Thayer, who has been working with the band in a background capacity since the early 1990s, and joined the band as a full-fledged member in 2002, told QMI Agency about what a ride it's been for the veteran rockers over the past number of years.
"It's been a whirlwind, and it keeps going because it's been going so well that we keep on adding shows here and there. This run we're on now is only about five or six weeks, but a lot of the shows are up in Canada, which has always been one of the greatest places for us to play. Some of the biggest turnouts, almost ever, have been at some of our Canadian shows. There's a lot of great fans there," Thayer said from Los Angeles, where the band had taken a short break from touring to do some work on their next album.
The band's previous album, Sonic Boom, was the first studio album for Kiss in more than a decade, and the first with Thayer.

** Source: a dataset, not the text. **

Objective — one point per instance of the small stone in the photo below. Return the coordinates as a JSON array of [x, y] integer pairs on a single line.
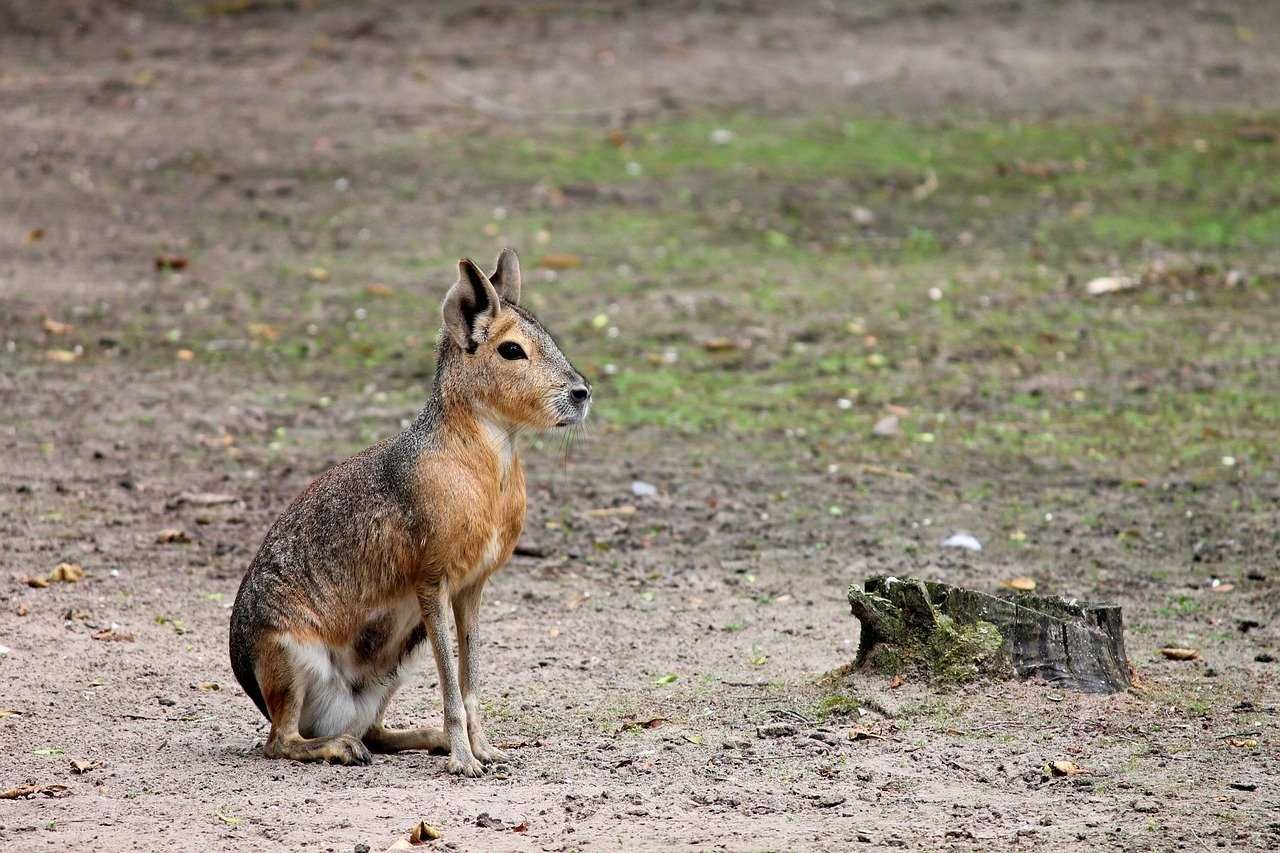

It was a smash hit, in an era when record sales have been in decline thanks to the advent of downloading. On the strength of the singles Modern Day Deliliah and Say Yeah, the Sonic Boom world tour has, essentially never stopped. Thayer said all of the band members, but particularly stalwarts Simmons and Stanley, were very pleased with the album, and were heartened by the critical acclaim it received, as well as the overwhelming fan support.
Like their as-yet-untitled forthcoming album, Sonic Boom was recorded 'old-school', much like Kiss' first three albums — Kiss, Hotter than Hell and Dressed to Kill — in the early 1970s.
"We were super proud of how we wrote and recorded that album, and the way it sounded. From top to bottom, we were 100% happy with how it turned out. The whole design of it was something that we were going to do just between the four band members. We did all the writing and recording, we didn't get influenced, or have outside input on song selections or anything like that. We did it almost like a new band starting up would," Thayer explained.
"It reminded me of that feeling of going back to when you first got into a band, where you're in your garage or someone's basement, and you're writing songs and recording them. There was no real agenda with Sonic Boom. We wanted to keep it simple, and not over-think it."
Thayer said eight songs have been recorded for the new album, and there are still four or five more to go.
"This new record has the same approach, but I think we've even upped the ante as far as the writing, and I think we're just more comfortable now. We're coming up with even cooler ideas. And even the recording process is kind of a throwback. In the studio, everybody is playing together, it's not just building tracks up one instrument at a time. We all played together, and we recorded on analog tape ... to get the real straight-ahead rock sound," he said.